Выбрать главу

Альтернатива?

Воля.

«Я пришел дать вам волю».

Дать – прекрасно. Но как ее взять? Как удержать – конкретно исторически? Тут опять давайте не смешивать сценического героя, который ведет с нами сегодня нравственный диалог, и того реального Разина, который действовал в истории. Исторический Разин в освобожденных от царя городах не рай учреждал, а весьма жесткий казачий образ правления: атаманы. Старшины, войсковой круг, военная дисциплина... Очень жизнеспособный образ правления – для людей, живущих войной. Казачество войной и жило, оно хлеба не выращивало, хлебом его Русь кормила, Матвей Иванов кормил; вопрос уже был в том, чтобы направлять эту военную силу на внешних противников.

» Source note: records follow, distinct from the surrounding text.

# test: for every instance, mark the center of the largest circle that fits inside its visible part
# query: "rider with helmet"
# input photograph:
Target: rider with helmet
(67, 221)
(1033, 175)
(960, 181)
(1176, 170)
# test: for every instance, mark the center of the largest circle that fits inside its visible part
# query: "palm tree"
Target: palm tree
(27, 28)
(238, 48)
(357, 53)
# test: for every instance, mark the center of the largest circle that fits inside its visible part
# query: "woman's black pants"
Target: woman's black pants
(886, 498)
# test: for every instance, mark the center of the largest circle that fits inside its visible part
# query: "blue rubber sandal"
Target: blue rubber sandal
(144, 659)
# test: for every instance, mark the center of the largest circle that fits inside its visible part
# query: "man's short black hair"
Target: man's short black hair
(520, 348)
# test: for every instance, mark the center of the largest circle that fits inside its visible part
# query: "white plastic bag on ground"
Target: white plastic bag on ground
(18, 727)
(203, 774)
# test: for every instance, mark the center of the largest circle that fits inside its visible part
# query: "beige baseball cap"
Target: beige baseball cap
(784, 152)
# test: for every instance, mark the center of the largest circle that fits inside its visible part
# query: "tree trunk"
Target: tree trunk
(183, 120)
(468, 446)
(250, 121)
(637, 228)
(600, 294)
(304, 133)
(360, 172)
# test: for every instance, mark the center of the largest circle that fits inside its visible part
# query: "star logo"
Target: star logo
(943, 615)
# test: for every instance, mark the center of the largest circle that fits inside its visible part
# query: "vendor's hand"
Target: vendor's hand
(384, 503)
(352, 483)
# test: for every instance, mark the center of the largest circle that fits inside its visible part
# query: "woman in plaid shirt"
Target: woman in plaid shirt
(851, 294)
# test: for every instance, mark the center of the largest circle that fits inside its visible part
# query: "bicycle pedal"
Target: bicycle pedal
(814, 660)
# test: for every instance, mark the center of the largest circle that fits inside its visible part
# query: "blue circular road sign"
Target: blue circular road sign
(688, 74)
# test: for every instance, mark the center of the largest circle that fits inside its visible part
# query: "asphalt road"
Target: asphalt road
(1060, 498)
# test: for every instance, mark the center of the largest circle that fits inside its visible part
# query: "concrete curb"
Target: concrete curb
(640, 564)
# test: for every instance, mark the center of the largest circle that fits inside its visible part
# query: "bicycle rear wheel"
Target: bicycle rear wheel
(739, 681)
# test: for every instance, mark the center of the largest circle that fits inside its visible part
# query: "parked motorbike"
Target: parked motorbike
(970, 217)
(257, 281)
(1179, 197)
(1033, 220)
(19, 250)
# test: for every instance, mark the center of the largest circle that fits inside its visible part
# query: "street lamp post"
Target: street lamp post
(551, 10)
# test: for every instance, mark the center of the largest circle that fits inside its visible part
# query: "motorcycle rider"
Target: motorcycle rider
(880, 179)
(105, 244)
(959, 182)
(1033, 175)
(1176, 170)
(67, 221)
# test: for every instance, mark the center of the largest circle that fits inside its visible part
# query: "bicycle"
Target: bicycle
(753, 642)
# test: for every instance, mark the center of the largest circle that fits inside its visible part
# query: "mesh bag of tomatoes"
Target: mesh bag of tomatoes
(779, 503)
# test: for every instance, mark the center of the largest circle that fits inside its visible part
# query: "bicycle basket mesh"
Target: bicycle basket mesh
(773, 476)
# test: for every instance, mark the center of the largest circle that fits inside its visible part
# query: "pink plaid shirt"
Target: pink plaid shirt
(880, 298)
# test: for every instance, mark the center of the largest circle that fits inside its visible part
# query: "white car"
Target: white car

Образ жизни казачества был реальнейшей альтернативой для своего времени; даже в середине XIX века этот образ жизни пленил Льва Толстого... но ненадолго. Потому что в XIX веке уж точно надо было не за зипунами ходить, а хлеб сеять и кормить огромный народ. А решался этот вопрос как раз в XVII веке. И решился жестко. Разинская война была как последний всплеск казачьей вольницы на русских просторах, которыми уже овладевала русская же регулярная государственность. Реальный Разин мыслил реалистично – просто история решила иначе. Легендарный же Разин завещал народному сознанию великую тему «воли» как духовную задачу и проблему; этой темой наполнился разинский фольклор; этой темой был заражен и Шукшин; эту тему взял у Шукшина Михаил Ульянов.

А эмоционально «воля» – понятие безбрежное, безграничное. Волен холоп вспороть брюхо барину, волен и барин засечь холопа до смерти. «Воля» – того же корня в русской речи, что и «повелеваю», что и «произвол». По традиции русская философская мысль сопоставляет безбрежность русской «воли» («волюшки») с соразмерностью и трезвой дозированностью той версии, которую эта тема получила в философии европейской: со скупой ограниченностью хорошо взвешенной «свободы». В сущности, этот эмоциональный спор и кипит вокруг фигуры ульяновского Разина. И в этом контексте решающими сценическими оппонентами Разина являются не Прозоровский и Фрол Минаев. Не Корней Яковлев и прочие государственные люди с доводами, а та самая толпа скоморохов, которая время от времени врывается на сцену, сметая с нее историческое действие. Прыгают, скачут эти охальники, выжиги, блаженные, кликуши, дудари, и есть какая-то раздражающая, захватывающая сила в ритме их самозабвенного радения. Я упирался и протестовал почти все первое действие; думал, вот еще: миманс с мюзиклом! Мало было «народных сцен» в оперном духе – теперь еще и в опереточном... Прожгло меня пониманием в сцене у тела мертвого Стыря, когда велел Разин у трупа плясать. И скоморохи сначала робко, а потом смелей, и быстрей, и яростней закричали, запели, забились, словно в падучей, и втянулось все в эту тряску, и заполнилась ликующим воплем вся черная бездна сцены. Только три точки недвижных, оцепенелых оставались вне хаоса: справа – в длинной белой крестьянской рубахе Матвей Иванов. Слева – маленький, серенький, ухмыляющийся мужичок с топором. Третья же точка была – замерший зрительный зал, и я в нем. Я вспомнил: «Невозможно не прийти соблазнам, но горе тому, через кого они приходят». Не устоять против этого втягивающего вихря ни Разину, ни самому Матвею Иванову. Боже, какая неуправляемая сила! Как отделить в ней высокую неожиданность творчества от «дури», которой она грозит обернуться? Не потому ли и летает по сцене это слово: «дурь» (Минаев – Разину, Разин – Минаеву), что бурлящая, беснующаяся сила не может найти себе правильного выхода, что должна будет эта буря самосмириться, и самосмирение будет еще страшней? И вот уже из тех самых уст, которые только что сулили «волю» и клялись «гумаги подрать, приказы погромить», слетают такие приказы, когда слово поперек – и сразу пуля, и уже перед разинской волей надо гнуться, и сам он, мечтавший всех «с карачек» поднять, – кричит окружающим: «всех на карачки поставлю!»

Надо видеть глаза Ульянова при этом. Он ведь вообще не «характер» играет. Не «перевоплощается». Вахтанговская сцена – особые традиции. Есть тут тончайший просвет между актером и образом. Острая, нервная вибрация: актер словно проваливается в экстатическое состояние, выходит из него, снова проваливается и слова выходит. И когда выходит, я успеваю увидеть горестные глаза человека, который все понимает: и праведность бунта, и обреченность его, и гибельность этой клокочущей лавы. И гибнущие там творческие силы.